The 1-to-1, group, and usual care alone arms included 36, 35, and 36 parent, respectively. Lymphoma/leukemia was the most common diagnosis for the children of study participants, followed by CNS tumors, and other solid-tumor cancers. The majority of study participants were married white women with at least some college education.
Study survey measures were completed at 3 months by 26, 22, and 29 of the parents in the 1-to-1 setting, group setting, and usual psychosocial care alone arms, respectively.
An intention-to-treat analysis of self-reported assessments showed significant improvement in resilience (P =.04) and benefit finding (P =.001) for parents receiving 1-on-1 resilience training compared with those receiving usual psychosocial care alone. However, no significant differences were observed in other study outcomes in comparisons between these 2 groups. Furthermore, no significant improvement for any study outcome was observed in the group setting arm compared with the usual psychosocial care alone arm.
Regarding the latter finding, the researchers speculated that pressure to share personal experiences in a group setting, the variability in scheduling needed to accommodate study participants, and the small median number of participants per group (n=2) may have been contributing factors.

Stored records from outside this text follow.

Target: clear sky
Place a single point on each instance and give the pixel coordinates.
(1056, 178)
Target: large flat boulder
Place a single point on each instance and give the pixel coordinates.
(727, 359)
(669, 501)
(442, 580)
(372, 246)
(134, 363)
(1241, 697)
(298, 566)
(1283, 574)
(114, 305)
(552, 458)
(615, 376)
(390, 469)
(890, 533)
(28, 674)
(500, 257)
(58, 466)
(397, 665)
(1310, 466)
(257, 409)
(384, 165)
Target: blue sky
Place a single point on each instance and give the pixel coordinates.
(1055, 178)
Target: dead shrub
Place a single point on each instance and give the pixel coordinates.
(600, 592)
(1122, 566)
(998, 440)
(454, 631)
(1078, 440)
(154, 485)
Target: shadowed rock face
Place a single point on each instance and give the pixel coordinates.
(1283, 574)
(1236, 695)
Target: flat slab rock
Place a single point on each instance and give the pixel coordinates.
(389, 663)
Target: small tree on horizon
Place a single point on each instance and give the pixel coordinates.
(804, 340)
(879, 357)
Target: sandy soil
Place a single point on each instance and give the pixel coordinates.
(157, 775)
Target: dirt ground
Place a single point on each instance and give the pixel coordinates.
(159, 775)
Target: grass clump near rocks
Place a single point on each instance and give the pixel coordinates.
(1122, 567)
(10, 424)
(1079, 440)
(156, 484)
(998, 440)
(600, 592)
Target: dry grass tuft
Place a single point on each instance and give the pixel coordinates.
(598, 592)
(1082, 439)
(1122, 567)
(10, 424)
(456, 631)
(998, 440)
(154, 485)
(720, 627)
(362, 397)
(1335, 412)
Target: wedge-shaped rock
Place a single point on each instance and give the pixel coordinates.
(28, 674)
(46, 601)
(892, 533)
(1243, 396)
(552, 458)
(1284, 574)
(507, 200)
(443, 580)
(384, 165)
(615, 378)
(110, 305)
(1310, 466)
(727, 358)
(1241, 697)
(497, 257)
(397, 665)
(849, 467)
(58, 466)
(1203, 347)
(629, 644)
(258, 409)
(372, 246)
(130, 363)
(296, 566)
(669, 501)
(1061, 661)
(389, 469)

One overall study limitation was the absence of a corresponding assessment of the children of the study participants, noted the researchers.
The study authors concluded that “these findings underscore a critical goal in caregiver support: PRISM-P may help parents feel more resilient, which in turn may facilitate their continued ability to care for their child.”
Rosenberg AR, Bradford MC, Junkins CC, et al. Effect of the Promoting Resilience In Stress Management intervention for parents of children with cancer (PRISM-P): a randomized clinical trial. JAMA Netw Open. 2019;2(9):e1911578.